As I considered this offline remarketing tactic, it got me thinking about its online equivalent, which we all know as retargeting. Retargeting platforms serve specific messages to consumers based on their previous actions, such as visits to a website, that did not result in a sale or conversion.
While retargeting has emerged as a popular form of advertising, it isn't without flaws. First, the retargeting universe is relatively small, since it includes only those people who have been to your site but have yet to convert. But the bigger issue is that retargeting influences the people who were already interested or influenced by the marketer doing the retargeting, just as I had already made my decision to purchase the item for my son before getting the coupon.
Other issues arise when marketers use last-click methods to measure the effectiveness of their retargeting efforts. Using last click, retargeting ads receive full credit when they are the last ad presented to a converting user, regardless of any other touchpoints that may have contributed to the eventual conversion. Marketers who serve retargeting content to users who previously visited their site often struggle to understand the incremental performance of those ads in driving conversions, versus what part of those conversions would have occurred regardless.
So how can marketers better reach likely converters? Predictive segmentation is one viable option for reaching those consumers that have a higher probability to convert. Put simply, predictive segmentation enables marketers to identify and score people who are more likely to convert based on previous behavior, and deliver relevant, targeted ads to those high-scoring people.
Here's how it works: marketers using any sophisticated measurement system is able to track the behavior of their entire universe of users based on propensity to convert. These advanced modeling techniques are able to correlate the behavior of certain users with future conversion activity.

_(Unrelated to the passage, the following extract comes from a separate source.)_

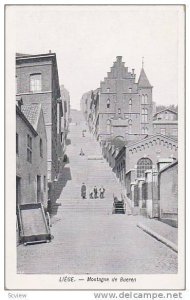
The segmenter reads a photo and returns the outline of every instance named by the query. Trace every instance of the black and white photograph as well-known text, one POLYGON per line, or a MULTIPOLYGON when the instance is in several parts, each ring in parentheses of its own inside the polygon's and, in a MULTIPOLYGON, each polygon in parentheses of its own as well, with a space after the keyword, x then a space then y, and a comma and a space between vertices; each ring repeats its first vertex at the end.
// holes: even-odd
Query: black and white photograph
POLYGON ((184 289, 185 6, 5 24, 7 287, 184 289))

Because marketers understand the value of each user and their inclination to purchase, they can use that information to create a group of “likely converters” and deliver the most effective ads to them in order to entice conversions and achieve maximum lift.
While predictive segmentation sounds similar to retargeting, the two are actually quite different. Retargeting only targets a small percentage of people who have recently demonstrated interest in a product or service, by visiting a brand's website for example. With predictive segmentation, the potential pool is much larger, since segments are based on the probability that a given user will convert in the future. Moreover, using predictive segmentation, marketers can select as large or small a sampling of individuals to target based on their available marketing spend. For instance, marketers with smaller budgets can target the top percent of those “most likely to convert” for the most effective results. Those with larger budgets can target as high a percentage as they'd like – broadening their reach of potential conversions well beyond retargeting methods.
Using predictive segmentation, marketers don’t have to wait until I enter the front door to offer a coupon. They can offer relevant, appropriate offers to me because I have exhibited shopping behaviors that demonstrate my likelihood of converting -- like slowing down as I pass their store window -- thus incentivizing people who wouldn’t have walked through their door to take that next action.